Politica

Paura delle primarie

Quando le primarie andavano di moda, e i giornaloni facevano a gara per esaltarne lo spirito democratico e americaneggiante, noi avvertivamo che erano una presa in giro e avrebbero portato male alla sinistra. Ora che si moltiplicano le voci di quelli che vogliono abolirle (da ultimo Giovanni Sartori, sul già festeggiante Corriere della Sera) sentiamo il dovere d’avvertire che si sta confondendo il sintomo con la malattia: il problema della sinistra è che manca la politica, non il sistema per meglio stabilire chi debba interpretarla.

Sartori sostiene che non si è trattato di una vera gara, perché l’esito era scontato, servendo a far trionfare e legittimare Romano Prodi. Per la verità servirono anche per dare forza (sprecata) a Walter Veltroni. In ogni caso: noi lo scrivemmo già allora. Ben arrivato. Aggiunge, il noto studioso di sistemi politici, che sortiscono l’effetto d’estremizzare le scelte. Mica vero: a Milano sono servite per designare candidato a sindaco il più moderato e garantista fra i nomi in competizione, Giuliano Pisapia. Sartori, quindi, non fa che adattare la dimostrazione alla tesi, che consiste in una cosa semplice e immediata: bisogna fermare Nichi Vendola. Il professore ci scuserà, ma l’orizzonte pare un po’ ridotto: anche ammesso che si placchi il prolisso e seduttivo non dicente pugliese, come cavolo pensa che possa decidersi chi guiderà la coalizione? E, inoltre, se questa continua a contenere Antonio Di Pietro e il suo giustizialismo, non gli sembra assai più occidentale e ragionevole la formazione politica del governatore orecchinato?

Il fatto è che la sinistra, come l’intero sistema politico italiano, dovrebbe scegliere fra un modello di partito aperto e democratico, plurale ma unico, nel qual caso attrezzarlo di dibattiti e sedi decisionali interne, e un diverso schema, legato alle coalizioni, nel qual caso non si capisce come uno pretenda, in mancanza di riforme costituzionali, di comandare sugli altri, posto che senza gli alleati cade subito. Il partito a “vocazione maggioritaria” doveva essere la prima cosa, ma è morto prima di nascere, visto che si alleò con il suo contrario.

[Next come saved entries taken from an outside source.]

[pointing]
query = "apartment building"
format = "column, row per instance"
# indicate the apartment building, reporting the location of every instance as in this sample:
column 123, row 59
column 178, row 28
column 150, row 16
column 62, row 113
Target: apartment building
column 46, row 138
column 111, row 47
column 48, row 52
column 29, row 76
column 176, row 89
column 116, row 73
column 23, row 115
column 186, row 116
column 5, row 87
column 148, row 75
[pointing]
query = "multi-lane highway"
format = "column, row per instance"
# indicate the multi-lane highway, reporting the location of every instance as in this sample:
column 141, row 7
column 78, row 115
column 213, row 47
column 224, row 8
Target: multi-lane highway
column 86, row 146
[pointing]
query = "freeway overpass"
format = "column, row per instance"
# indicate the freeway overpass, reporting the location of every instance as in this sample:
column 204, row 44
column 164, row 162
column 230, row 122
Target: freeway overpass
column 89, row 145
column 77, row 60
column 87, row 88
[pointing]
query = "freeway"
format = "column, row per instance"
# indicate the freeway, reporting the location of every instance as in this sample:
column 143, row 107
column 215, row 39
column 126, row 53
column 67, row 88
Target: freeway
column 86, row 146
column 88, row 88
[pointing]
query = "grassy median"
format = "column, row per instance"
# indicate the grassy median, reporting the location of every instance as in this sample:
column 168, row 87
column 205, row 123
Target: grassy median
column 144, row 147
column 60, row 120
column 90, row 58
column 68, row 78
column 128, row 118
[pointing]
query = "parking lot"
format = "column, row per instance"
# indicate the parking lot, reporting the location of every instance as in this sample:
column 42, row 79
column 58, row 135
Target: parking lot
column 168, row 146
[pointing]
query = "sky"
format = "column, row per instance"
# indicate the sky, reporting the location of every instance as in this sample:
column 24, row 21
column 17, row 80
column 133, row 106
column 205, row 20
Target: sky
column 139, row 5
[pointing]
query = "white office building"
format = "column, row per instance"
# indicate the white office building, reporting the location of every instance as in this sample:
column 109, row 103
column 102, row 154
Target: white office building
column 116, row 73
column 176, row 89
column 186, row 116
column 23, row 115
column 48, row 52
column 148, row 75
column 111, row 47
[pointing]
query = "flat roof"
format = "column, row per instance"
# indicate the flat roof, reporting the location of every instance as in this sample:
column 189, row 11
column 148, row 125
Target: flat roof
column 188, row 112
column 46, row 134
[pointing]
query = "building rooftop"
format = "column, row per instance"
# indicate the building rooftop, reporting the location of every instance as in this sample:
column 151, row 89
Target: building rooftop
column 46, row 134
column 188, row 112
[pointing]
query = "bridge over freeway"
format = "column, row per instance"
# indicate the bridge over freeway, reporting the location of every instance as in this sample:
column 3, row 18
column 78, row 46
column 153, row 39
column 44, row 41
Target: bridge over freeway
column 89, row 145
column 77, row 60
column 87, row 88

Continuando la sua riflessione Sartori aggiunge che le primarie inducono al frazionismo interno. E’ vero il contrario: il frazionismo interno, dovuto all’assenza di linea politica unificane e al galleggiare d’interessi particolari, trasforma le primarie in un gioco falso. Vuole un esempio: a Torino sarà candidato sindaco Piero Fassino, con un grande avvenire alle spalle, avendo fatto fuori il rettore del politecnico, Francesco Profumo, che avrebbe regalato un vantaggio (di contenuto e d’immagine) nazionale. Perché la sinistra si fa del male? Perché Pier Luigi Bersani ha bisogno d’alleati, in caso di primarie interne. Le uniche elezioni che uno di sinistra spera di vincere. In queste condizioni, con questo spessore di pensiero e questo così largo orizzonte, sarebbe da sciocchi prendersela con l’invenzione di Prodi e Arturo Parisi, che non servì manco a difendere il troppo debole signorotto dai suoi valvassori e valvassini.

Pertanto, sia detto da chi ha detestato le primarie fin dall’inizio, da chi aveva riso del rimprovero mosso alla destra che non le adottava (come se menare per il naso militanti ed elettori e allestire urne vacanti di regole aumenti la libertà e fortifichi la democrazia), ma avere paura delle primarie interne alla coalizione, fino a volerle smantellare, solo perché i capi del partitone temono i capi dei partitini è patetico.